Could you use next token prediction to build a detailed world model, that contains deep abstractions that describe reality (beyond the current human abstractions), and then prompt it, to elicit those models?
Something like, you have the AI do next token prediction on all the physics papers, and all the physics time-series, and all the text on the internet, and then you prompt it to write the groundbreaking new physics result that unifies QM and GR, citing previously overlooked evidence.
I think Eliezer says “no, you can’t, because to discover deep theories like that requires thinking and not just “passive” learning in the ML sense of updating gradients until you learn abstractions that predict the data well. You need to generate hypotheses and test them.”
In my state of knowledge, I don’t know if that’s true.
Is that a crux for him? How much easier is the alignment problem, if it’s possible to learn superhuman abstractions “passively” like that?
I mean there’s still a problem that someone will build a more dangerous agent from components like that. And there’s still a problem that you can get world-altering technologies / world-destroying technologies from that kind of oracle.
We’re not out of the woods. But it would mean that building a superhuman SEAI isn’t an immediate death sentence for humanity.
I think I still don’t get it.
In my view, this is where the Omohundro Drives come into play.
Having any preference at all is almost always served by an instrumental preference of survival as an agent with that preference.
Once a competent agent is general enough to notice that (and granting that it has a level of generality sufficient to require a preference), then the first time it has a preference, it will want to take actions to preserve that preference.
This seems possible to me.
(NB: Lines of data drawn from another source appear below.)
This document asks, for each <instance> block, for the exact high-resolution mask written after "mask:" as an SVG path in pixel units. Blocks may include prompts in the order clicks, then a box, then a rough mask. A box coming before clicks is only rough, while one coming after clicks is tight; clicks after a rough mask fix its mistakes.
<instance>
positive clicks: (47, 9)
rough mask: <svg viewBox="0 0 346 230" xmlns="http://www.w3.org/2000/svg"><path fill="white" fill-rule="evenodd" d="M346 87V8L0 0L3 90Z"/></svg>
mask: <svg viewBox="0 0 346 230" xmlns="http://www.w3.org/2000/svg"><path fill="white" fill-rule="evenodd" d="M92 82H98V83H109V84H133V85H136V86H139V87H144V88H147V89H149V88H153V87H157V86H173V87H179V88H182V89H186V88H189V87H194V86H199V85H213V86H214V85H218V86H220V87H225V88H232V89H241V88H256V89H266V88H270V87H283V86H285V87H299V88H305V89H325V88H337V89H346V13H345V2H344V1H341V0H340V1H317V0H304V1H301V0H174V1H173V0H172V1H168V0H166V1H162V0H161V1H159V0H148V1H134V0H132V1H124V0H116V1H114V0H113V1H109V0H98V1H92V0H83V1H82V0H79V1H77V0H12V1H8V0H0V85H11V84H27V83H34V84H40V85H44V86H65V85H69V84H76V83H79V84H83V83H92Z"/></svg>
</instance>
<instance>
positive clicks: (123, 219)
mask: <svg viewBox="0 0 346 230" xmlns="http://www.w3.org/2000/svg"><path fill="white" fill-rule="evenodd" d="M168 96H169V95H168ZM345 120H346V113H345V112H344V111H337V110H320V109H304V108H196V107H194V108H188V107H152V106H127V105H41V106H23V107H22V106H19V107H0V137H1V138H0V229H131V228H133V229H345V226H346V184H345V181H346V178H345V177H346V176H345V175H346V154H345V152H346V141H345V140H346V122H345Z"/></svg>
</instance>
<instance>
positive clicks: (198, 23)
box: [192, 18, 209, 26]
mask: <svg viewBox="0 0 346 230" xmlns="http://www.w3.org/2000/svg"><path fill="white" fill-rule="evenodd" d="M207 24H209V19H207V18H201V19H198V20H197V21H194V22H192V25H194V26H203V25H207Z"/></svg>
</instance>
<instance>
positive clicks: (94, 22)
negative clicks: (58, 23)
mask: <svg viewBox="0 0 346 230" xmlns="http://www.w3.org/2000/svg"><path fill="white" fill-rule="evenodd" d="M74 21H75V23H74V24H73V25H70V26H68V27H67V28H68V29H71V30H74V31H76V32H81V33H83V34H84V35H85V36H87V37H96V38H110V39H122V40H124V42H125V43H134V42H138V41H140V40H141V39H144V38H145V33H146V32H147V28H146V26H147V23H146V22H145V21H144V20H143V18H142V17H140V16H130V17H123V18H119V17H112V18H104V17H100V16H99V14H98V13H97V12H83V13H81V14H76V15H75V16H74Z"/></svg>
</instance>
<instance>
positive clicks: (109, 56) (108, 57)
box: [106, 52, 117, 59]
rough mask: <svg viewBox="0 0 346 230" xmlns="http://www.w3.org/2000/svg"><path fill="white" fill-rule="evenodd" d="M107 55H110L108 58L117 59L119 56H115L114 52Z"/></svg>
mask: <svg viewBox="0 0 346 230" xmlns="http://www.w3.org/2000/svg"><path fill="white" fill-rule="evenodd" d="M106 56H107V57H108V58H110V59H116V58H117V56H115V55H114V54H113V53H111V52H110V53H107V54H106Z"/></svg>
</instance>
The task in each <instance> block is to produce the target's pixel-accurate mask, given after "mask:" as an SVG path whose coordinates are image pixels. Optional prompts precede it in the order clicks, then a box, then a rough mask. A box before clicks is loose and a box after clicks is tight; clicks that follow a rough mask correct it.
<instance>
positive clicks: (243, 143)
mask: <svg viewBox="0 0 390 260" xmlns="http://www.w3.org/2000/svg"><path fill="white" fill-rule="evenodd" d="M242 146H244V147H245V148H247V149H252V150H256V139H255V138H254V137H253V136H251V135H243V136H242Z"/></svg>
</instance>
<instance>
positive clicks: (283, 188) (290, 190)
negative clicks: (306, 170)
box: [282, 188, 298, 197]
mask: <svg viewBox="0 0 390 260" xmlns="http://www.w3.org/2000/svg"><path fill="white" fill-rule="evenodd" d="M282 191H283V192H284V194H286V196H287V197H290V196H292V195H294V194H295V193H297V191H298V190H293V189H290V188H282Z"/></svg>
Humans have plenty of text in which we generate new abstractions/hypotheses, and so effective next-token prediction would necessitate forming a model of that process. Once the AI has human-level ability to create new abstractions, it could then simulate experiments (via e.g. its ability to predict python code outputs) and cross-examine the results with its own knowledge to adjust them and pick out the best ones.
Sorry, what’s the difference between these two positions? Is the second one meant to be a more extreme version of the first?
Yes.
In Section 1 of this post I make an argument kinda similar to the one you’re attributing to Eliezer. That might or might not help you, I dunno, just wanted to share.